To answer this quandary, I turn to Acts 6: 1-7. In this portion of the narrative, widows, a vulnerable people group, were being neglected. When the complaint is brought before the 12, the 12 gather the entire community and say, “It is not right that we should neglect the word of God in order to wait on tables. Therefore, friends, select from among yourselves seven men of good standing, full of the Spirit and of wisdom, whom we may appoint to this task, while we, for our part, will devote ourselves to prayer and to serving the word.”[1]

Now this can be seen as the 12 shirking hard labor, refusing to roll up their sleeves and get to the real nitty gritty.
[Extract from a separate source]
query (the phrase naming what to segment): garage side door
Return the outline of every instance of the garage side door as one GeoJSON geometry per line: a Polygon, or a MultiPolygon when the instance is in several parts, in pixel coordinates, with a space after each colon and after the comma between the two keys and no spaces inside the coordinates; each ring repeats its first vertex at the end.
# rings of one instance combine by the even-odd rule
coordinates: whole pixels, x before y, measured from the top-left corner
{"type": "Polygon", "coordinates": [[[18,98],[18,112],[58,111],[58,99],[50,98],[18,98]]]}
However, that is not the case. What the 12 saw as the cause for the brokenness in their community was the lack of the gospel. This is the same dilemma the Church faces today.

And how can we fully understand the gospel without being able to hold hands with the language in which the gospel was first understood? As reformer and theologian Martin Luther puts it,

“…we will not long preserve the gospel without the languages. The languages are the sheath in which this sword of the Spirit is contained….If through our neglect we let the languages go (which God forbid!), we shall not only lose the gospel, but the time will come when we shall be unable either to speak or write a correct Latin or German.”[2]

The theological significance then of learning biblical languages is nestled in deep partnership with the mission and ministry of the Church – sharing the good news of great joy to all.

[1] Acts 6: 2-4, NRSV.

[2] Martin Luther, “The Importance of Biblical Languages”, To the Councilmen of All Cities in Germany That They Establish and Maintain Christian Schools, (1524). http://faculty.tfc.edu/juncker/GRK453LutherOnLanguages.pdf

Rebecca Dix is a senior MDiv student at Pittsburgh Theological Seminary. After graduating this summer, she plans to return to PTS for her master of theology degree and feels called to pastoral ministry and the arts.